A shelter for Central American children who crossed the border illegally opened behind Gregg Griffith’s house here a few months ago. The children are quiet. No one has hopped over the fence that separates his backyard from the shelter, a once-vacant youth home. But when Mr. Griffith looks at the brightly painted brick buildings, he is mostly resentful.
“That’s my tax money taking care of a foreign national or however you want to classify them,” said Mr. Griffith, 51, a volunteer fireman and researcher at a chemical plant. “I don’t want to take care of a foreign national. It’s not my problem. We did house kids in Brazoria County there at the youth home. I sort of feel like we should be taking care of our own first.”

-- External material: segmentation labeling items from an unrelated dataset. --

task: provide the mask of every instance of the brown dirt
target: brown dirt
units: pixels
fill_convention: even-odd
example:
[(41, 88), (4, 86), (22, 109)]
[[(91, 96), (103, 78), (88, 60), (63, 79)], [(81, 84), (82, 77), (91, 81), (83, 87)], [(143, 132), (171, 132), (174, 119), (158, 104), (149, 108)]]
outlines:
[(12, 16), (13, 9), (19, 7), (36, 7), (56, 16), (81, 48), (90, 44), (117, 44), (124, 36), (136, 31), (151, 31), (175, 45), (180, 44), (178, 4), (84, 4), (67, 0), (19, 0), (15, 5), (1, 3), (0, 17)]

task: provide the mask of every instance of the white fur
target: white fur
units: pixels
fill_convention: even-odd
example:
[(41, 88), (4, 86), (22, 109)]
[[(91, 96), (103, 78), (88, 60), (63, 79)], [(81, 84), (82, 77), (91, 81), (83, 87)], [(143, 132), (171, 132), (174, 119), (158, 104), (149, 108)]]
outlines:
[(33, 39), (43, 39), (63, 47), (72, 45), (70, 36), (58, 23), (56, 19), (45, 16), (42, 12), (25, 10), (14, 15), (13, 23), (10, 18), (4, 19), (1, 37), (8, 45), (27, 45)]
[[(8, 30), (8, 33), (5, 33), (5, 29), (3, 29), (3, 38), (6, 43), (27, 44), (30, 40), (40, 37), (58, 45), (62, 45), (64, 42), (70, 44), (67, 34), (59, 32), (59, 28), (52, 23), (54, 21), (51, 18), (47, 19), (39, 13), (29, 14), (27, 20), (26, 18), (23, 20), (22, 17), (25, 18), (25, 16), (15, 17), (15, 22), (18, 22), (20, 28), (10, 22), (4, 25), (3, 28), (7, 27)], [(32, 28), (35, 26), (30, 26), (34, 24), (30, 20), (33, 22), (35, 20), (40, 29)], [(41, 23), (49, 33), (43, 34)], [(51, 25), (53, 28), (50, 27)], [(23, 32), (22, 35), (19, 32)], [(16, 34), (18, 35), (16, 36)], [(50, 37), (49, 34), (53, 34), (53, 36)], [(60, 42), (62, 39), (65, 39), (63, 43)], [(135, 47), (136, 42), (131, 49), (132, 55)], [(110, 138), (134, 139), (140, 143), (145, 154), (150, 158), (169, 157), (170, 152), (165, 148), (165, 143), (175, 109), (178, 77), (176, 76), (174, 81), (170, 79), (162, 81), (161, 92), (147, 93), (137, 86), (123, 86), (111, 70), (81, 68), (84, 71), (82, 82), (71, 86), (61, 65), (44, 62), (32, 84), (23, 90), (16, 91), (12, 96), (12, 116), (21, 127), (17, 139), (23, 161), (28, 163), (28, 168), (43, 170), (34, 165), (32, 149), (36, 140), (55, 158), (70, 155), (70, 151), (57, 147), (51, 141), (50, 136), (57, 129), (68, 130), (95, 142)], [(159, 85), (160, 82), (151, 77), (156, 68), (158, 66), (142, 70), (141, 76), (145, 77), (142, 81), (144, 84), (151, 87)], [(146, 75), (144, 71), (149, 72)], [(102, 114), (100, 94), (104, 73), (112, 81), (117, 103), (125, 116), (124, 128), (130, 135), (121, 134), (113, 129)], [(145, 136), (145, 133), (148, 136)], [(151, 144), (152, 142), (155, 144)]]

Overwhelmed by an influx of unaccompanied minors who are fleeing violence in their home countries in Central America, federal officials are searching the country for places to house them and have been forced to scrap some proposed shelter sites in California, Connecticut, Iowa, New York and other states because of widespread opposition from residents and local officials.
The politics of handling the wave of immigrants has grown toxic and holds perils for President Obama.
Some of the opposition has also bordered on the extreme. A few of the protesters who marched against a proposed shelter in Vassar, Mich., on Monday were armed with semiautomatic rifles and handguns. In Virginia, an effort to house the children at the shuttered campus of Saint Paul’s College in Lawrenceville caused such an uproar that federal officials pulled out, even though a five-month lease had been signed. Someone spray-painted anti-immigrant graffiti on a brick wall at a former Army Reserve facility in Westminster, Md., that was being considered as a shelter site.